A few months ago, I introduced a concept here on mechanistic interpretability.[1] It was an approach supported by a PyTorch implementation that could derive insights from neurons without explicit training on the intermediate concepts. As an illustration, my model can identify strategic interactions between chess pieces, despite being trained solely on win/loss/draw outcomes.

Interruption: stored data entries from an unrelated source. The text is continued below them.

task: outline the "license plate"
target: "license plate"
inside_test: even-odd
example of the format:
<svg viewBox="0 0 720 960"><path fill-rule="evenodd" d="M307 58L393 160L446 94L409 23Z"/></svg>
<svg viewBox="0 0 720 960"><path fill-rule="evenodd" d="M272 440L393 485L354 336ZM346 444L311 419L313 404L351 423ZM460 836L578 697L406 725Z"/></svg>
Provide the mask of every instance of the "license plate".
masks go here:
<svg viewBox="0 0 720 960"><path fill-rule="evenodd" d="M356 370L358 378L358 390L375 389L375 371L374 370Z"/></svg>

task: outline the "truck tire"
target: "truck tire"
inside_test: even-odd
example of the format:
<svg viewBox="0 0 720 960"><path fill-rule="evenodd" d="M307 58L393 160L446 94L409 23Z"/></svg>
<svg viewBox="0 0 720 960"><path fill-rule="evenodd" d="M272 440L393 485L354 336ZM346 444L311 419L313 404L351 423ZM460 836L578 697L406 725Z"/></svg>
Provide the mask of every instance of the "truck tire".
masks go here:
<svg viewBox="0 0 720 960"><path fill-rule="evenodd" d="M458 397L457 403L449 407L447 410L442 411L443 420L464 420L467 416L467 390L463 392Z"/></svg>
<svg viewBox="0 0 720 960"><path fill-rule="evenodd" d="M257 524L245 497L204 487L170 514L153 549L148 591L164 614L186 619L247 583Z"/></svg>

One thing distinguishes it from recent work, such as the one by Anthropic ("Towards Monosemanticity: Decomposing Language Models With Dictionary Learning"), is the lack of need for training additional interpretative networks, although it is possible that both approaches could be used together.

Since sharing, I've had two people read the paper (not on LW). Their feedback varied, describing it respectivly as "interesting" and "confusing." I realise I generally find it easier to come up with ideas then to explain them to other people.

The apparent simplicity of my method makes me think that other people must already have considered and discarded this approach, but in case this has genuinly been overlooked [2], I'd love to get more eyes on this. 
Any feedback would be invaluable, especially regarding:

Any previous work done on this approch.
Potential pitfalls.
Suggestions for formal submission venues (I'm not aware of a dedicated journal for alignment).

If you want I can write a shorter summary.

Thank you for your time and consideration.